64th ISI World Statistics Congress - Ottawa, Canada

64th ISI World Statistics Congress - Ottawa, Canada

Extracting meaningful information from web data on real estate – challenges and experiences from the Web Intelligence Network

Author

KP
Klaudia Peszat

Co-author

  • D
    Dominik Dabrowski

Conference

64th ISI World Statistics Congress - Ottawa, Canada

Format: IPS Abstract

Keywords: big data, experimental, official statistics

Session: IPS 200 - Challenges of Natural Language Processing techniques in official statistics

Tuesday 18 July 10 a.m. - noon (Canada/Eastern)

Abstract

This paper presents the challenges related to applying Natural Language Processes (NLP) to web data from real estate on-line offers, in order to extract information which could complement official statistics.

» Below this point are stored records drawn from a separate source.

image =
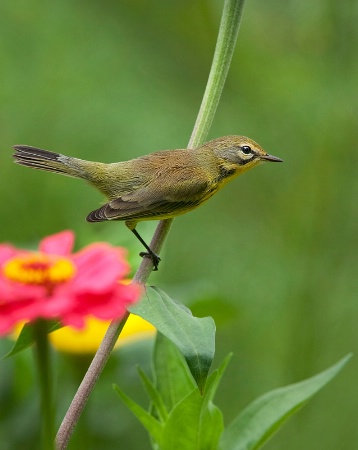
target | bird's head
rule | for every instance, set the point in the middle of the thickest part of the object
(239, 153)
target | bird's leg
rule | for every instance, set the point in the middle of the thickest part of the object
(149, 253)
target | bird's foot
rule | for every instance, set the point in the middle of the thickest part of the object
(153, 256)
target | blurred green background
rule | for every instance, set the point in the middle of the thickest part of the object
(273, 257)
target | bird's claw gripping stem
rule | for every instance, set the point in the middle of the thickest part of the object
(153, 256)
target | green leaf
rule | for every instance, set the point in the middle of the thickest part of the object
(171, 373)
(195, 337)
(263, 417)
(215, 378)
(155, 396)
(211, 427)
(154, 428)
(191, 426)
(26, 337)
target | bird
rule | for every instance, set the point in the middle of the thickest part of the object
(157, 186)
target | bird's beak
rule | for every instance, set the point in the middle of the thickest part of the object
(268, 157)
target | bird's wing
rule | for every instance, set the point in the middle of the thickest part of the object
(149, 203)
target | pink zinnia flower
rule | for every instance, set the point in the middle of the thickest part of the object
(54, 283)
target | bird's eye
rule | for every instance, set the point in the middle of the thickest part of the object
(246, 150)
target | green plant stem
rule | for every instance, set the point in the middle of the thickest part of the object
(42, 356)
(229, 28)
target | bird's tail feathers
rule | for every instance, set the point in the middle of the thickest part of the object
(46, 160)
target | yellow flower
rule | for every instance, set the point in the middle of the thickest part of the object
(87, 340)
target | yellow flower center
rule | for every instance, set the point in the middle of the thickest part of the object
(39, 269)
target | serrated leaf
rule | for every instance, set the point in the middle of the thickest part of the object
(154, 428)
(26, 337)
(262, 418)
(171, 373)
(195, 337)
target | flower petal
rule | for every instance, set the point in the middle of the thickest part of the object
(98, 267)
(58, 244)
(7, 251)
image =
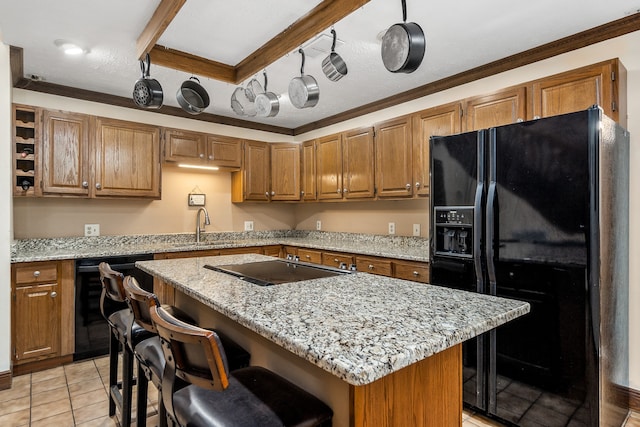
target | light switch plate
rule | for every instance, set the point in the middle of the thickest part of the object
(197, 199)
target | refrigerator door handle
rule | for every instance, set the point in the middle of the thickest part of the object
(490, 230)
(477, 236)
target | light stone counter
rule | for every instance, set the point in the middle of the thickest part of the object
(359, 327)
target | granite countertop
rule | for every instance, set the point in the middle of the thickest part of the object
(359, 327)
(29, 250)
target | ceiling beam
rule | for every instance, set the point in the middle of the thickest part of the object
(162, 17)
(317, 20)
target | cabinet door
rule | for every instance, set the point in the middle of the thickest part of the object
(65, 148)
(184, 146)
(441, 121)
(36, 322)
(285, 171)
(329, 167)
(394, 158)
(500, 108)
(358, 164)
(224, 151)
(127, 159)
(256, 171)
(308, 184)
(578, 90)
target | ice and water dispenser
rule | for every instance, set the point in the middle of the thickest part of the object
(454, 231)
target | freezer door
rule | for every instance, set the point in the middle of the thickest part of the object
(540, 171)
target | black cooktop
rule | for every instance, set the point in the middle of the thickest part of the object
(275, 272)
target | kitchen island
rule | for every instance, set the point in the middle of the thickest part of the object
(379, 351)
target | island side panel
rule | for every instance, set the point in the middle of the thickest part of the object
(322, 384)
(427, 393)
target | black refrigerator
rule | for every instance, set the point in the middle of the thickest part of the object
(538, 211)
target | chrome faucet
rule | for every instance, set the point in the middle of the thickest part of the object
(207, 221)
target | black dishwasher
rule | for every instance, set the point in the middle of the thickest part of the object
(92, 331)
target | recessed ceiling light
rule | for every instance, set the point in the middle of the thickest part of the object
(69, 48)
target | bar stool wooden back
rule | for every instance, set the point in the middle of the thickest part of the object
(199, 390)
(125, 334)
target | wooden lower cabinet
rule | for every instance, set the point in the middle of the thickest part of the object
(42, 311)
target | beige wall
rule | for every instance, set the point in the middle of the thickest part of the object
(5, 214)
(51, 216)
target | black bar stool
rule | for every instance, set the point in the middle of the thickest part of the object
(149, 355)
(123, 330)
(199, 391)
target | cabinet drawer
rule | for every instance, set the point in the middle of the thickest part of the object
(335, 259)
(373, 265)
(417, 272)
(36, 273)
(309, 255)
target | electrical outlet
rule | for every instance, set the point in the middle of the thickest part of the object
(91, 230)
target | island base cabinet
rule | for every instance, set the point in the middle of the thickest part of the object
(427, 393)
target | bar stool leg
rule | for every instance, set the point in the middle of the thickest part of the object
(143, 387)
(114, 349)
(127, 385)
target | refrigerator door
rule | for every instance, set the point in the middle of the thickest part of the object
(457, 197)
(538, 226)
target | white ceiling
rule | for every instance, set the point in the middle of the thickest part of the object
(460, 35)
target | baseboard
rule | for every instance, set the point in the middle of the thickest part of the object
(41, 365)
(5, 380)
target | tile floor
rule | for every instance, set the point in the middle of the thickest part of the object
(76, 395)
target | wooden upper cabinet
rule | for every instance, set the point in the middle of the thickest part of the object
(438, 121)
(308, 176)
(200, 148)
(603, 84)
(127, 159)
(285, 171)
(358, 164)
(253, 181)
(329, 167)
(499, 108)
(181, 145)
(394, 158)
(224, 151)
(65, 151)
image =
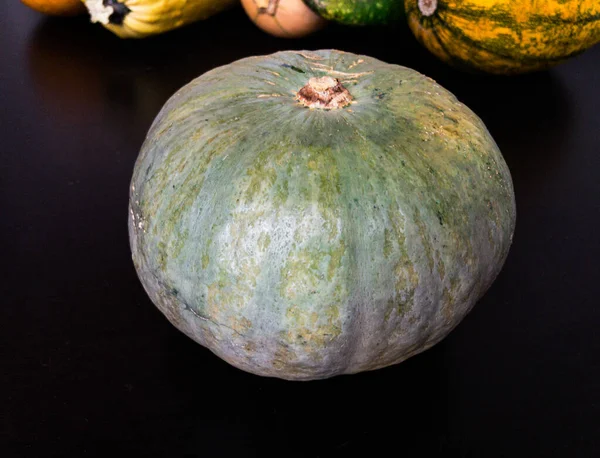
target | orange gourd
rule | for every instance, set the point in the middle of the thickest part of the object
(56, 7)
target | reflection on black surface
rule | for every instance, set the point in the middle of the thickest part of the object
(405, 403)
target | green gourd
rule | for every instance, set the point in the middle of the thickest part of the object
(359, 12)
(309, 214)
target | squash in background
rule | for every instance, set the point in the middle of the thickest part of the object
(141, 18)
(283, 18)
(56, 7)
(505, 36)
(308, 214)
(359, 12)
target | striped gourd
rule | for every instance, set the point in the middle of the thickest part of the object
(141, 18)
(505, 36)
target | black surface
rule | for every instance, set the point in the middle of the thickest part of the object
(91, 368)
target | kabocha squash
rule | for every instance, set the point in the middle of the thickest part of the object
(283, 18)
(56, 7)
(141, 18)
(308, 214)
(505, 36)
(358, 12)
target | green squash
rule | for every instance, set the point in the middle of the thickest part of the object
(308, 214)
(358, 12)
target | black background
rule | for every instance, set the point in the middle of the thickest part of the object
(91, 368)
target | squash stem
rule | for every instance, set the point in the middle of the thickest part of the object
(107, 11)
(326, 93)
(427, 7)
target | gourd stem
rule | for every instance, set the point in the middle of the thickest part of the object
(107, 11)
(427, 7)
(325, 92)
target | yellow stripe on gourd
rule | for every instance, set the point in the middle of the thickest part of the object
(505, 36)
(151, 17)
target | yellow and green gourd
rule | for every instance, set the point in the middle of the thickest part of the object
(142, 18)
(505, 36)
(309, 214)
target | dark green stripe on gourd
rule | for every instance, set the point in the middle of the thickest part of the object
(359, 12)
(307, 242)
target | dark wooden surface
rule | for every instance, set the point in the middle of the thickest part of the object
(91, 368)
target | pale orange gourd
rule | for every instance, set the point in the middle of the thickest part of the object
(56, 7)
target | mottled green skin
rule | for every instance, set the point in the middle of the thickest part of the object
(358, 12)
(304, 243)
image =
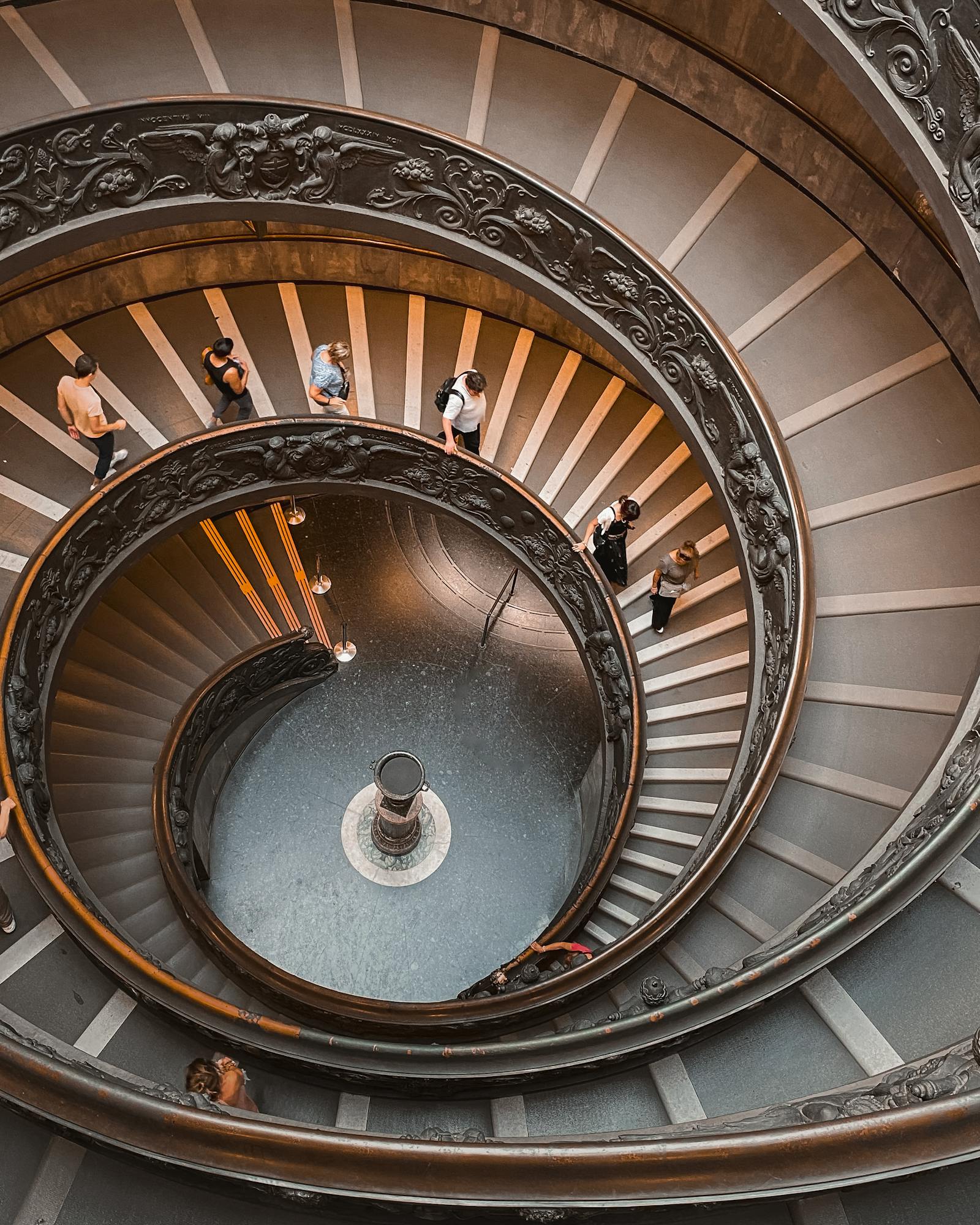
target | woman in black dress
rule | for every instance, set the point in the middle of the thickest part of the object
(608, 532)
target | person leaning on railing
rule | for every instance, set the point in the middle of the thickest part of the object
(220, 1080)
(8, 923)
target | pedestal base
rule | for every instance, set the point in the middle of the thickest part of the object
(373, 863)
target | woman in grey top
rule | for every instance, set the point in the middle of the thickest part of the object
(329, 377)
(676, 575)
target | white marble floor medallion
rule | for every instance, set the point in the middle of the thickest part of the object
(395, 870)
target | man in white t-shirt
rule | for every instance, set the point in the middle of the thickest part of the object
(80, 407)
(465, 412)
(8, 924)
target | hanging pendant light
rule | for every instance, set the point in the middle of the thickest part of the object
(345, 650)
(320, 585)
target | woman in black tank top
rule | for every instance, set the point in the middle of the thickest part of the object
(219, 363)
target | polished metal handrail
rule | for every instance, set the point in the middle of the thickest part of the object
(266, 461)
(118, 167)
(500, 602)
(916, 1118)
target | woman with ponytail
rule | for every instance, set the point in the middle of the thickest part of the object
(220, 1080)
(608, 532)
(677, 574)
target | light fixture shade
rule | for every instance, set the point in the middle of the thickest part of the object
(320, 585)
(345, 650)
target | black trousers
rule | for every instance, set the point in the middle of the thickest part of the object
(104, 444)
(471, 439)
(246, 407)
(663, 606)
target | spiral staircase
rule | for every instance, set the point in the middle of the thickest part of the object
(864, 351)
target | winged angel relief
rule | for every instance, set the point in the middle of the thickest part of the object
(271, 159)
(965, 170)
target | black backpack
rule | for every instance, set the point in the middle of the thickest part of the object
(447, 390)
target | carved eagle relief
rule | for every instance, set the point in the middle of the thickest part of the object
(271, 159)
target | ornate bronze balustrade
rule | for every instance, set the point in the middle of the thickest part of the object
(913, 1119)
(214, 473)
(253, 687)
(126, 167)
(916, 67)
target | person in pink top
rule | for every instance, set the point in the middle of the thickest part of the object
(80, 407)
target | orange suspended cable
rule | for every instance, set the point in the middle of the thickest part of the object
(309, 600)
(239, 576)
(269, 570)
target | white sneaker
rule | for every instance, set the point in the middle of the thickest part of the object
(97, 483)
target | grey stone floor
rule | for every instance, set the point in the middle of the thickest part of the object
(505, 736)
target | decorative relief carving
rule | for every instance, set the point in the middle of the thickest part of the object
(471, 1136)
(948, 1075)
(233, 151)
(911, 61)
(291, 661)
(960, 782)
(929, 56)
(48, 182)
(183, 482)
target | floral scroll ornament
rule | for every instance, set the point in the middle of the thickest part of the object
(912, 57)
(58, 178)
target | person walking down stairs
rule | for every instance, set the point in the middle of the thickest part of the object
(330, 385)
(231, 377)
(677, 574)
(80, 409)
(608, 535)
(462, 402)
(8, 923)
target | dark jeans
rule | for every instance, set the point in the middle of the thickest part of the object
(246, 407)
(104, 444)
(662, 611)
(471, 439)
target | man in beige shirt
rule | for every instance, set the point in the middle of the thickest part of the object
(81, 410)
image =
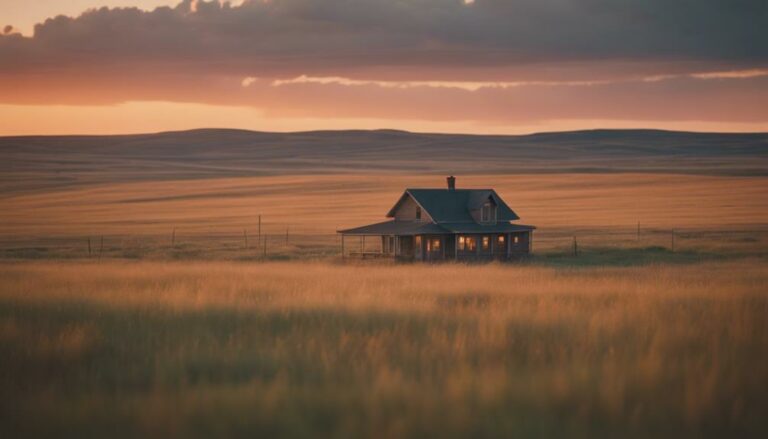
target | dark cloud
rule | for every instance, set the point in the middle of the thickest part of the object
(345, 37)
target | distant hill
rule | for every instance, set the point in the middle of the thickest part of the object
(37, 162)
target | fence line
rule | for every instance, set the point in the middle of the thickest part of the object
(270, 242)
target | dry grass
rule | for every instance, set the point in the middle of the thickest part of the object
(289, 349)
(326, 203)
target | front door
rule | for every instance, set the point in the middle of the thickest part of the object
(435, 248)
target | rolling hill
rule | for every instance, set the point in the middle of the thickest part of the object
(30, 163)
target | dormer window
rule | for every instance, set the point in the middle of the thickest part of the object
(488, 212)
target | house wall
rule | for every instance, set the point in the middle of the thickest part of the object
(406, 211)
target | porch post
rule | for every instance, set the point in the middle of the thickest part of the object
(455, 247)
(442, 244)
(530, 242)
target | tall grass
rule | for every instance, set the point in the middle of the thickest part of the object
(316, 349)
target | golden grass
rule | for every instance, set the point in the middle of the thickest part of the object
(296, 349)
(326, 203)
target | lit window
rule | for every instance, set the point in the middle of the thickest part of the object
(471, 243)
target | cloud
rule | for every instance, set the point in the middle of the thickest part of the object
(495, 61)
(342, 37)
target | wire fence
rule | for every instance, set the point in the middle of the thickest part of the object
(294, 243)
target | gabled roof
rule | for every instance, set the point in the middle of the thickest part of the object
(409, 228)
(395, 227)
(453, 205)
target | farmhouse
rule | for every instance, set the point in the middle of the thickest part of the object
(446, 224)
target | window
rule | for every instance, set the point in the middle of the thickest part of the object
(485, 213)
(467, 243)
(488, 212)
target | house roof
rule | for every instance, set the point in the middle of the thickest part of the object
(453, 205)
(395, 227)
(405, 228)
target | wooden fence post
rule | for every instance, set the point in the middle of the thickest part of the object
(673, 240)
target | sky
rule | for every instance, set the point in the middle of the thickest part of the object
(472, 66)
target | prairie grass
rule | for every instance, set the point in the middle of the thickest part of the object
(125, 349)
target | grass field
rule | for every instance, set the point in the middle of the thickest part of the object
(315, 349)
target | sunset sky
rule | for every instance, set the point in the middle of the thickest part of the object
(482, 66)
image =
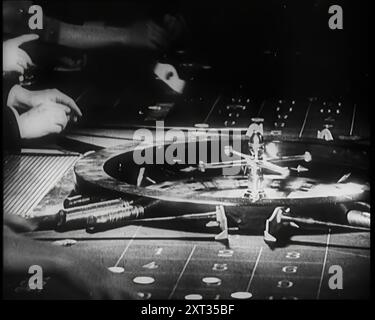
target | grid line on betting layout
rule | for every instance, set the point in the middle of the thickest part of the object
(324, 264)
(127, 246)
(182, 272)
(253, 272)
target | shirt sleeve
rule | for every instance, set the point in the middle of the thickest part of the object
(11, 132)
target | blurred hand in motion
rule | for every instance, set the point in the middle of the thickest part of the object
(85, 276)
(24, 100)
(44, 119)
(14, 58)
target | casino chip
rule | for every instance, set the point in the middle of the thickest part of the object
(241, 295)
(65, 242)
(116, 269)
(193, 297)
(144, 295)
(143, 280)
(212, 281)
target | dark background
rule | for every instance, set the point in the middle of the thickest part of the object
(269, 49)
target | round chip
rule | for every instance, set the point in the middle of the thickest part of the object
(241, 295)
(212, 281)
(144, 295)
(143, 280)
(116, 269)
(193, 297)
(65, 242)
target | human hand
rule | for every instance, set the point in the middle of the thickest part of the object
(14, 58)
(146, 34)
(46, 118)
(23, 99)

The study is part of an experimental stream of the ESSnet Web Intelligence Network project, whose aim is to explore the possibility of producing new and augmenting existing statistics via the European platform - Web Intelligence Hub (WIH).
The information acquired from web data may be used to monitor the ongoing changes on the real estate market in a timelier manner and provide new indicators. Especially for observing the trend lines and providing better view on the conditions of the offered properties. On-line real estate sales or rental offers cover a wide range of additional information, from the characteristics of the building, through the property surrounding area, to the elements of amenities available in the property. Those information may be used for the process of imputation or construction of new indicators, allowing to observe a greater variety of offered properties. This leads to the problem of extracting valuable information from highly unstructured data and provide adequate input to the machine learning models to automatically classify large number of offers. It appears that Natural Language Processing techniques appear to be particularly useful. However, a number of challenges and methodological issues related to their application, such as type of method used for building the model (supervised or unsupervised), re-training, manual classification, just to name a few, have to be investigated and considered in great detail.